Onder fysiek- en of vrijheidsbeperkend handelen (FVH) vallen bijvoorbeeld agressief gedrag of ander risicovol- en/of gevaarlijk gedrag binnen het onderwijs wordt verstaan:
- Het tegenhouden van een leerling die zichzelf of een andere leerling iets wil aandoen, of die wil weglopen terwijl dat gevaarlijk is voor de leerling of voor anderen;
- Leerlingen uit elkaar halen die aan het vechten zijn;
- Jezelf verweren tegen een leerling die zich gericht agressief toont;
- Een leerling die verzet toont bij het ‘verwijderen’ uit een ruimte of bij het begeleiden naar een andere ruimte.
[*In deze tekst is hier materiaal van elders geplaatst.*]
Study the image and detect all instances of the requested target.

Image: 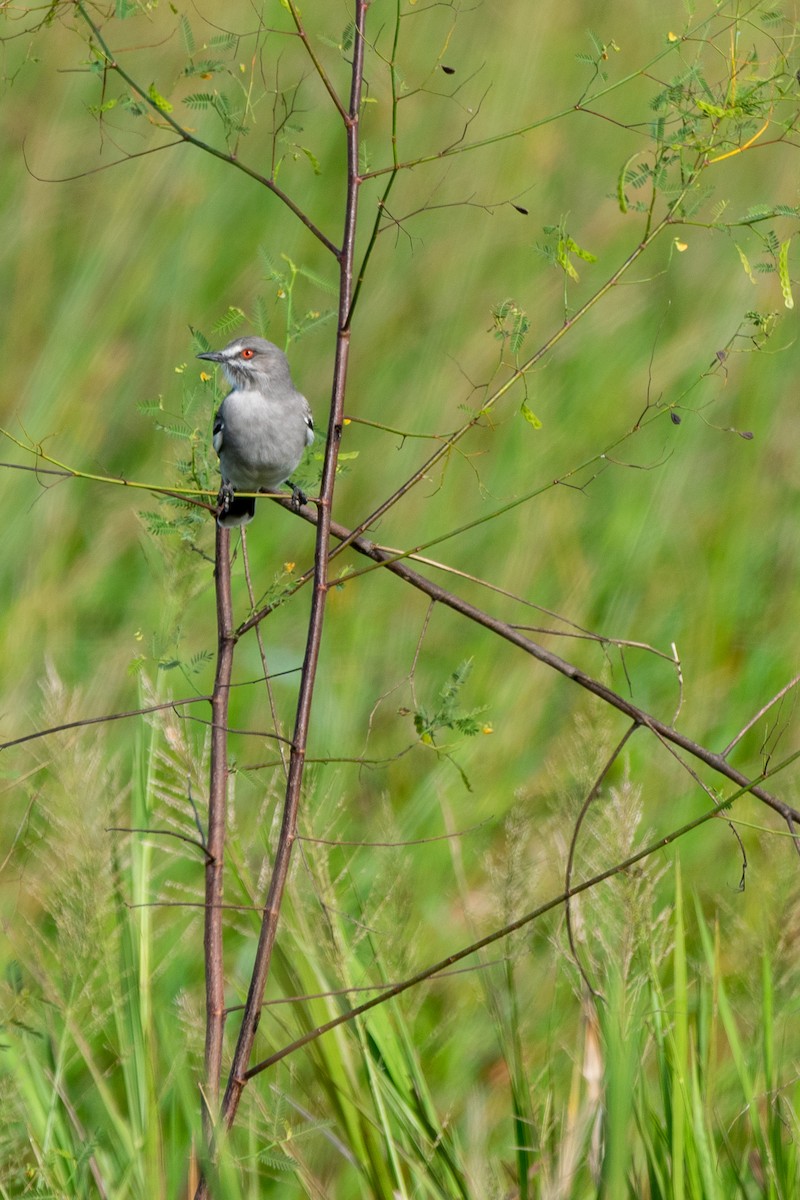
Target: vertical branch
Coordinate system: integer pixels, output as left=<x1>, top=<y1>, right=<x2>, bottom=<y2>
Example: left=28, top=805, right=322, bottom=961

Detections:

Het uitgangspunt is om geen of zo weinig als mogelijk vrijheidsbeperking (of onvrijwillige zorg) toe te passen.
De 3 belangrijke wettelijke uitgangspunten bij fysiek- en of vrijheidsbeperkend handelen (FVH) zijn:
- Subsidiariteit:
Subsidiariteit betekent dat de gekozen maatregel van het fysieke ingrijpen noodzakelijk en het minst ingrijpend is. - Proportionaliteit:
Proportionaliteit houdt in dat de maatregel waarbij fysiek- en/of vrijheidsbeperkend wordt gehandeld niet zwaarder is dan strikt noodzakelijk en past bij de ernst van de onderwijs situatie. - Effectiviteit:
Effectiviteit betreft de verwachting dat de gekozen maatregel effectief is (en het incident en/of het geweld doet stoppen).
Er ontstaat soms twijfel in welke mate je “dwang” in het onderwijs mag toepassen. Stelregel hierbij is dat je slechts dwang toepast wanneer er sprake is van een gevaarlijke (nood-)situatie. Dwang, zoals bedoeld in de Wet zorg en dwang (Wzd) is niet op onderwijssituaties van toepassing.